When MacKay applied for a replacement birth certificate through Manitoba's Vital Statistics agency a couple of years ago, the document came back with a space between “Mac” and “Kay.”

Now everything from his driver's licence to his reissued marriage certificate has his last name spelled as two words.

“When they issued my licence it clearly shows a two-name surname, and I said, ‘That's not the correct spelling of my name.' And they said ‘that's how it's spelled on your birth certificate,'” MacKay, who now lives in Surrey, B.C., told CTV Winnipeg on Thursday. “I was referred to the director. The director looked at the document and said ‘it's spelled correctly'… Basically I was sitting there arguing with someone about the correct spelling of my name.”

And while his reissued marriage certificate was addressed to “Jack MacKay,” the actual certificate says his wife Susan is married to a “Jack Mac Kay.”

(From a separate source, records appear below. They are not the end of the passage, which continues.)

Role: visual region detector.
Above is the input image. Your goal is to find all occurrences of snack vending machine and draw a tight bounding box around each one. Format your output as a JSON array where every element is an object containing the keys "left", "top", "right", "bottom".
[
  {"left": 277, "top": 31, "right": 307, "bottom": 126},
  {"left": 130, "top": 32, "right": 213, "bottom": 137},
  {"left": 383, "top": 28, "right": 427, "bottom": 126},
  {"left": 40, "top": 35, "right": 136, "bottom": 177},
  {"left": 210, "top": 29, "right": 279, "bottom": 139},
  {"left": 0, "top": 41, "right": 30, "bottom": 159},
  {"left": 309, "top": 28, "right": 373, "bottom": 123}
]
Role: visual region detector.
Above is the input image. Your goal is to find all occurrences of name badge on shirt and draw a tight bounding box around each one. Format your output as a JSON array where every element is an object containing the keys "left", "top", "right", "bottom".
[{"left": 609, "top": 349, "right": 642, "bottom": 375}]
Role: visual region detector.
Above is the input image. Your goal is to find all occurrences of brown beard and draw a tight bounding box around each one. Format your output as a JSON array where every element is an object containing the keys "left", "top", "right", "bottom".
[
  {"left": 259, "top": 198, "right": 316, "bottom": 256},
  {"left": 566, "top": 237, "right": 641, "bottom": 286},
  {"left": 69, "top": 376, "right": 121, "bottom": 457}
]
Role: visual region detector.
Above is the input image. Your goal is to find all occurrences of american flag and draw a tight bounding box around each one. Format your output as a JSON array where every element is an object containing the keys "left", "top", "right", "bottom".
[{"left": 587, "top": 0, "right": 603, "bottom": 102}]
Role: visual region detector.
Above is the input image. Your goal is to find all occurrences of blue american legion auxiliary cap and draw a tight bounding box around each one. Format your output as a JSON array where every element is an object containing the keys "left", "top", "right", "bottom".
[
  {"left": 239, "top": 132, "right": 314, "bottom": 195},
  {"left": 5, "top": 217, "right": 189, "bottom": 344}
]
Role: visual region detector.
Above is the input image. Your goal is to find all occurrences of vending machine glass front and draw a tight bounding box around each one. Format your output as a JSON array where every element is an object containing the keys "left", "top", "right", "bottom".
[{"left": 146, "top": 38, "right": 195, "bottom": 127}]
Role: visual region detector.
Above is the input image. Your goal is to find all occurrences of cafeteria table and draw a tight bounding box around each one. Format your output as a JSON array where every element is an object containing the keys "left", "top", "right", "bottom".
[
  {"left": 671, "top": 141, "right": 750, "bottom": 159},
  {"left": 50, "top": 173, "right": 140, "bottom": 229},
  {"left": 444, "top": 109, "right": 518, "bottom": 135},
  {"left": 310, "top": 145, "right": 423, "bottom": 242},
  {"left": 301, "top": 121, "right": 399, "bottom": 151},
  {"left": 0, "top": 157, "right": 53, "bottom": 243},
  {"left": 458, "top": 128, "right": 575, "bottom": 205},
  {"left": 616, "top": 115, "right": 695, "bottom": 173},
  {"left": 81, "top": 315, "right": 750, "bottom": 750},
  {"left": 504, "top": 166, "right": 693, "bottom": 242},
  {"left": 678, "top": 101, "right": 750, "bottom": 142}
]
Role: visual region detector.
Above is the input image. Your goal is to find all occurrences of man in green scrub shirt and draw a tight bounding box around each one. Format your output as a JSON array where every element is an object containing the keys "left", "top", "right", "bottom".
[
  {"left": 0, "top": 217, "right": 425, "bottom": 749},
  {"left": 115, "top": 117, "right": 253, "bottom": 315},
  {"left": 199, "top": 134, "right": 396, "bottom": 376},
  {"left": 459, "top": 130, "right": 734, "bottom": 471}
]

And that has MacKay's wife worried.

"There are legal ramifications to what's going on," she told CTV Winnipeg. "What if he should pass away and his insurance is in ‘MacKay,' but they're saying he's ‘Mac Kay.' What happens to that money?"

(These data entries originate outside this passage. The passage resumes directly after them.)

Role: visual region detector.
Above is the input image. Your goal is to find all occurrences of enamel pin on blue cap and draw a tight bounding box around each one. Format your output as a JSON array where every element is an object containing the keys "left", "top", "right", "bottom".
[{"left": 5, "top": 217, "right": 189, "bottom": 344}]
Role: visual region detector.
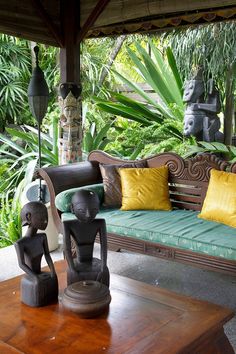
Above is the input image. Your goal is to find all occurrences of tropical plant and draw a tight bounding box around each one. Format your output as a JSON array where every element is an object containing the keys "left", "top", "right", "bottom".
[
  {"left": 94, "top": 41, "right": 184, "bottom": 126},
  {"left": 0, "top": 35, "right": 61, "bottom": 132},
  {"left": 0, "top": 123, "right": 58, "bottom": 247},
  {"left": 92, "top": 41, "right": 185, "bottom": 157},
  {"left": 105, "top": 119, "right": 145, "bottom": 159},
  {"left": 81, "top": 37, "right": 118, "bottom": 99},
  {"left": 184, "top": 141, "right": 236, "bottom": 162},
  {"left": 107, "top": 118, "right": 192, "bottom": 159},
  {"left": 83, "top": 121, "right": 114, "bottom": 156},
  {"left": 0, "top": 35, "right": 31, "bottom": 131},
  {"left": 0, "top": 156, "right": 37, "bottom": 246},
  {"left": 0, "top": 192, "right": 21, "bottom": 247},
  {"left": 0, "top": 125, "right": 58, "bottom": 194}
]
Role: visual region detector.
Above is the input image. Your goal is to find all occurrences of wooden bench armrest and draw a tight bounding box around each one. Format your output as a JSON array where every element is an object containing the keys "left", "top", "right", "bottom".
[{"left": 37, "top": 161, "right": 101, "bottom": 233}]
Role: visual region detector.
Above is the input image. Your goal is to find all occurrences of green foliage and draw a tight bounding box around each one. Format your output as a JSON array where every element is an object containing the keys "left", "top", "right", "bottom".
[
  {"left": 106, "top": 119, "right": 190, "bottom": 159},
  {"left": 0, "top": 35, "right": 61, "bottom": 131},
  {"left": 0, "top": 192, "right": 21, "bottom": 247},
  {"left": 37, "top": 44, "right": 60, "bottom": 111},
  {"left": 83, "top": 121, "right": 113, "bottom": 155},
  {"left": 163, "top": 21, "right": 236, "bottom": 98},
  {"left": 93, "top": 40, "right": 185, "bottom": 157},
  {"left": 166, "top": 46, "right": 183, "bottom": 96},
  {"left": 94, "top": 41, "right": 184, "bottom": 127},
  {"left": 114, "top": 34, "right": 151, "bottom": 83},
  {"left": 0, "top": 37, "right": 58, "bottom": 247},
  {"left": 81, "top": 38, "right": 117, "bottom": 98},
  {"left": 161, "top": 22, "right": 236, "bottom": 144},
  {"left": 0, "top": 126, "right": 54, "bottom": 247},
  {"left": 106, "top": 120, "right": 146, "bottom": 158},
  {"left": 0, "top": 35, "right": 31, "bottom": 130},
  {"left": 184, "top": 141, "right": 236, "bottom": 162},
  {"left": 0, "top": 125, "right": 58, "bottom": 193},
  {"left": 0, "top": 157, "right": 35, "bottom": 246}
]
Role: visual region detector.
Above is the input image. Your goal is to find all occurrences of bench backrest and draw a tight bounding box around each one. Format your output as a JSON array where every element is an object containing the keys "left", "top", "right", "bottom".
[
  {"left": 88, "top": 151, "right": 231, "bottom": 212},
  {"left": 39, "top": 151, "right": 235, "bottom": 233}
]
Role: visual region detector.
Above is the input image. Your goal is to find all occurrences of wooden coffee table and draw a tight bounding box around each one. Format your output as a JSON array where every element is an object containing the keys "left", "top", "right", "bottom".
[{"left": 0, "top": 260, "right": 234, "bottom": 354}]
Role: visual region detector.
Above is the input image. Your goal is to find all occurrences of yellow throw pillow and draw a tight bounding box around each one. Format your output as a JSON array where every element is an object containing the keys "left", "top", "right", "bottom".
[
  {"left": 119, "top": 166, "right": 172, "bottom": 211},
  {"left": 199, "top": 169, "right": 236, "bottom": 228}
]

The issue stems from what's on MacKay's original birth certificate. A close look shows that "Mac" and "Kay" appears as two separate words.

The Manitoba government says this can all be cleared up if MacKay's mother, who wrote his name on the original birth certificate, signs another document admitting she made a mistake.

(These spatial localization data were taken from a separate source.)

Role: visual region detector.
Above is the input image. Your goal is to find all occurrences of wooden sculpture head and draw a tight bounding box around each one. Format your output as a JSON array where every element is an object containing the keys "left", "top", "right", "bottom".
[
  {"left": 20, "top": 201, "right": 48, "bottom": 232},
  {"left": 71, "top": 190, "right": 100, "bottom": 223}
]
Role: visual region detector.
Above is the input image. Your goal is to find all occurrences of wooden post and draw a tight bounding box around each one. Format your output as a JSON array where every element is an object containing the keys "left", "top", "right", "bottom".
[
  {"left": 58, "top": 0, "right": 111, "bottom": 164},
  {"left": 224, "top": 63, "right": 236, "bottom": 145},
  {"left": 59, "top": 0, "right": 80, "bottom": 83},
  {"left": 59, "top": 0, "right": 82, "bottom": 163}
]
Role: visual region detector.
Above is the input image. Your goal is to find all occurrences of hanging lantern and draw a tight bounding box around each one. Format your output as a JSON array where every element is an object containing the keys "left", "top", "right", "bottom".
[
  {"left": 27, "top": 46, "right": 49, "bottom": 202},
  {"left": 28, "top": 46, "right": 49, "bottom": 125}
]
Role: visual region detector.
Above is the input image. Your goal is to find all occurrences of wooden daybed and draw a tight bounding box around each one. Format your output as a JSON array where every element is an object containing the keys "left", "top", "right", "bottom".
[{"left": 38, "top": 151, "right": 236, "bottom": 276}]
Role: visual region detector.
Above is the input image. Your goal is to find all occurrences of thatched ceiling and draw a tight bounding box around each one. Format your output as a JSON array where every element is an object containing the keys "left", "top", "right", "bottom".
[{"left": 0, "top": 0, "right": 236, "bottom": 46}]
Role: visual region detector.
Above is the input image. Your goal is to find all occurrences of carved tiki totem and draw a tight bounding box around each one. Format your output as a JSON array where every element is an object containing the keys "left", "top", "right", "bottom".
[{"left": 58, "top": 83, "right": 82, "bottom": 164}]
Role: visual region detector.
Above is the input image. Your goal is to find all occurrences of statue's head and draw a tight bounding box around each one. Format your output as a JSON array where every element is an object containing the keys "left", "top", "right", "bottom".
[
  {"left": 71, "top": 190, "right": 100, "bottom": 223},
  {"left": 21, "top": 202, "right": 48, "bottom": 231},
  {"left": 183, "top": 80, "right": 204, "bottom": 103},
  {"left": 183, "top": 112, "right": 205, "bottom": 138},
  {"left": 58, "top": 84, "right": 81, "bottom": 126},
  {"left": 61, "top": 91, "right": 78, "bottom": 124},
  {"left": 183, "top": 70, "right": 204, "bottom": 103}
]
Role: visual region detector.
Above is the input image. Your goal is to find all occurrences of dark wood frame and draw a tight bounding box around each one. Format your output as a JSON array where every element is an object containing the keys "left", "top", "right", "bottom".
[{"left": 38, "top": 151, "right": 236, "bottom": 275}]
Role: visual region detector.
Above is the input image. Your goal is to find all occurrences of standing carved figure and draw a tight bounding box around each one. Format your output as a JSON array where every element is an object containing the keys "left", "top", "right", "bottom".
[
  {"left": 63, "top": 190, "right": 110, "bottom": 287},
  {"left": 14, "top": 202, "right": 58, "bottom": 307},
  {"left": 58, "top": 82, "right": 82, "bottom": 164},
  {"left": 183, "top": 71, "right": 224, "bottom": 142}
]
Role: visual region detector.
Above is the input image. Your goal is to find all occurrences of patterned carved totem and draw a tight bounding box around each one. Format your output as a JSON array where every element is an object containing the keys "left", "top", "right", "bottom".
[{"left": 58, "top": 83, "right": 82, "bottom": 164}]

"That's not right, is it? It doesn't make sense to have it two words," Eileen Desrochers, MacKay's mother, told CTV Winnipeg. "I don't know why they won't correct it and be done with it?"

MacKay says he is refusing to let his mother sign any document, because he says it's the government that made the mistake.

A Winnipeg estate lawyer says having two separate name won't likely pose any problems for a will or a life insurance policy, provided that the benefactor can prove that both spellings were in fact the same person.